李晶晶 ^1,¹, 郑田利 ¹, 沈丹芸 ¹, 陈嘉熠 ^1,^✉, 裴晓方 ^1,^✉

Editors: 田朴, 陈丽文

PMCID: PMC10930577 PMID: 35232914

Abstract

幽门螺杆菌是人类常见病原体之一，可引起慢性胃炎、消化性溃疡甚至胃癌等疾病。近年来研究发现幽门螺杆菌可由螺旋形变为球形，进入活的非可培养(viable but non-culturable，VBNC)状态，可能对公众健康构成潜在威胁。在该状态下，幽门螺杆菌的形态结构、生理特征发生了改变，能够保持代谢活性但蛋白质表达下降，同时丧失了在培养基上的生长能力。环境因素、抗生素及抑制剂类物质等条件可诱导幽门螺杆菌进入VBNC状态，但VBNC状态幽门螺杆菌能否复苏尚不明确。基于VBNC状态幽门螺杆菌细胞膜完整且具有代谢活性等特性，可使用活菌直接镜检法等经典方法以及反转录聚合酶链反应等分子生物学方法对其进行检测。目前VBNC状态幽门螺杆菌已在水体环境及生物媒介体内检出，且幽门螺杆菌可在人工污染的食品中进入VBNC状态，这给公共卫生和食品安全带来了挑战。
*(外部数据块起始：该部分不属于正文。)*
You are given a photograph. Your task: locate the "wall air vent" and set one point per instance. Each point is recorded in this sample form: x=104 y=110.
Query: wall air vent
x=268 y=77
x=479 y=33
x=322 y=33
因此，研究VBNC状态幽门螺杆菌的变化规律、检测方法等，对今后VBNC状态幽门螺杆菌的防控及其相关机制研究具有重要意义。

Keywords: 幽门螺杆菌, 活的非可培养状态, 检测方法, 诱导, 复苏

幽门螺杆菌是一种常见的革兰氏阴性微需氧菌，能特异性地定植于人和动物的胃黏膜上皮细胞^[1]。该菌在自然界中普遍存在，其宿主分布广泛，在人类中的感染形势较为严峻。2015年全球约有40亿人感染幽门螺杆菌，发展中国家成年人的感染率为70%~90%^[2]。幽门螺杆菌入侵宿主后主要导致慢性胃炎、消化性溃疡等胃肠道疾病，其感染与胃癌、胃黏膜相关性淋巴瘤的发生和发展密切相关，对社会造成了巨大的公共卫生风险及经济负担^[3]。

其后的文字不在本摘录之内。